Art. 28 ff. ZUG Zuständigkeitsordnung (u.a. Abrechnungen)

Der Verkehr zwischen den Kantonen ist ZUG ab Art. 28 geregelt. Er erfolgt über die zuständige kantonale Amtsstelle nach Art. 29 Abs. 1 ZUG (Dienstweg und kantonale Zuständigkeitsordnung).

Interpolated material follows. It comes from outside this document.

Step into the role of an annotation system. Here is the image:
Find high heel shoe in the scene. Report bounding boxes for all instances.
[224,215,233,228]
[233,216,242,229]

Für Zuständigkeit, Verfahren und Rechtspflege gelten folgende Bestimmungen:

  • Ein beteiligter Kanton kann nach Art. 28 ZUG (Richtigstellung) eine Richtigstellung für Leistungen verlangen, die in den letzten fünf Jahren vor dem Begehren ausgerichtet worden sind.

  • Der Aufenthaltskanton, der eine bedürftige Person im Notfall unterstützt und vom Wohnkanton die Kostenerstattung verlangt, muss diesen Unterstützungsfall nach Art. 30 ZUG (Unterstützungsanzeige) so rasch wie möglich melden.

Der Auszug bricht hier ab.